Inflammation Linked to Poor Sleep Quality and Worse Executive Functioning
At a recent scientific meeting, researcher Ellen E. Lee and colleagues reported that compared to healthy volunteers, people with bipolar disorder or schizophrenia had elevated levels of inflammatory markers, which were associated with poor sleep.
According to self-reports, people in the schizophrenia and bipolar disorder group had worse sleep quality than the control group. Those with schizophrenia or bipolar disorder also had significantly higher levels of the inflammatory markers CRP, IL-6, and TNF alpha compared to the healthy volunteers. Among people with bipolar disorder, executive functioning and sleep quality had a strong inverse association to levels of IL-6, such that lower sleep quality and worse executive functioning were associated with higher levels of IL-6. These findings suggest that sleep disturbance and inflammation may have negative consequences for cognitive functioning.
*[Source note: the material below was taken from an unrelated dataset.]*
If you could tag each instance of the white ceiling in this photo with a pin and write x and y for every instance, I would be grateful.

Cool Head May Help Insomnia
The US Food and Drug Administration recently approved a device that improves sleep by cooling the forehead. People with insomnia often have an active frontal cortex that keeps their thoughts racing as they try to fall asleep, preventing deeper, more restorative sleep. Through conducting functional brain imaging studies, researcher Eric Nofzinger found that cooling participants’ foreheads to a precise level during the night improved the quality of their sleep.
The sleep studies included more than 230 patients observed over 3800 research nights. One such study found that participants reached stage 1 and stage 2 sleep faster when they used the device.
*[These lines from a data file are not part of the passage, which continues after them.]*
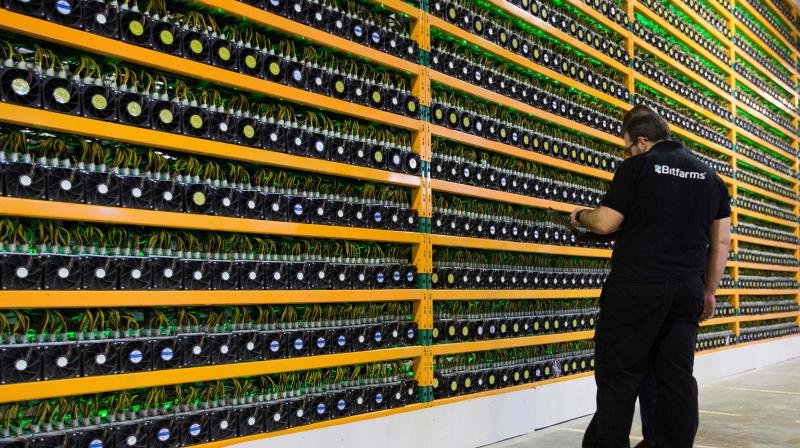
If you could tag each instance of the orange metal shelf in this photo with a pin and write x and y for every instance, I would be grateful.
(522, 62)
(782, 16)
(501, 100)
(479, 243)
(487, 294)
(707, 143)
(767, 292)
(763, 267)
(764, 71)
(680, 67)
(763, 241)
(25, 116)
(684, 8)
(557, 34)
(502, 148)
(752, 137)
(768, 97)
(117, 215)
(726, 292)
(313, 426)
(488, 393)
(584, 8)
(720, 321)
(760, 42)
(729, 347)
(401, 7)
(770, 316)
(694, 46)
(675, 96)
(765, 168)
(268, 19)
(83, 299)
(763, 192)
(763, 217)
(92, 43)
(769, 121)
(107, 383)
(495, 344)
(501, 196)
(722, 9)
Nofzinger founded the company Cerêve to produce the new bedside device, which pumps cooled fluid to a pad worn on the forehead. The company expects to release the device in 2017.
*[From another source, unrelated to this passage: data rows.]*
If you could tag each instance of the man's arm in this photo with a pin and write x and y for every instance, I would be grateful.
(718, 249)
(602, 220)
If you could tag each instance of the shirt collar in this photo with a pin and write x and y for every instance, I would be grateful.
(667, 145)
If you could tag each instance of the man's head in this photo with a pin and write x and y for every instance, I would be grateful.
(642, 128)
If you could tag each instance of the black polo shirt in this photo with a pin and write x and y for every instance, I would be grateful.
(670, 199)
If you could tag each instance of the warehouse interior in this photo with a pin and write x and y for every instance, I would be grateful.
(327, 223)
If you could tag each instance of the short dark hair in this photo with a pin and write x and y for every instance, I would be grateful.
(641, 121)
Insomnia may affect as many as 55 million Americans, frustrating them at night and leading to decreased alertness the following day. Sleeping pills are the most common treatment, but they can also cause impairment the following day.
Ketamine Improves Sleep and Reduces Suicidal Thoughts in Certain Patients
Intravenous ketamine is known for its fast-acting antidepressant effects, which can appear within two hours of an infusion. Researchers are now investigating its use for the reduction of suicidal thoughts. In a study presented in a poster at the 2015 meeting of the Society of Biological Psychiatry, Jennifer L. Vande Voort and colleagues compared the sleep of patients whose suicidal thoughts decreased after a single ketamine infusion (0.5 mg/kg over 40 minutes) to those whose suicidal thoughts remained.
Study participants whose suicidal thoughts diminished after one infusion of ketamine had better sleep quality the following night, with fewer disruptions in sleep than among those who did not have an anti-suicidal response to ketamine. The participants who responded well to ketamine had sleep quality similar to that of healthy controls.
Vande Voort and colleagues hope that these new findings about ketamine’s effect on sleep may provide clues to the biological mechanism behind ketamine’s effect on suicidal ideation.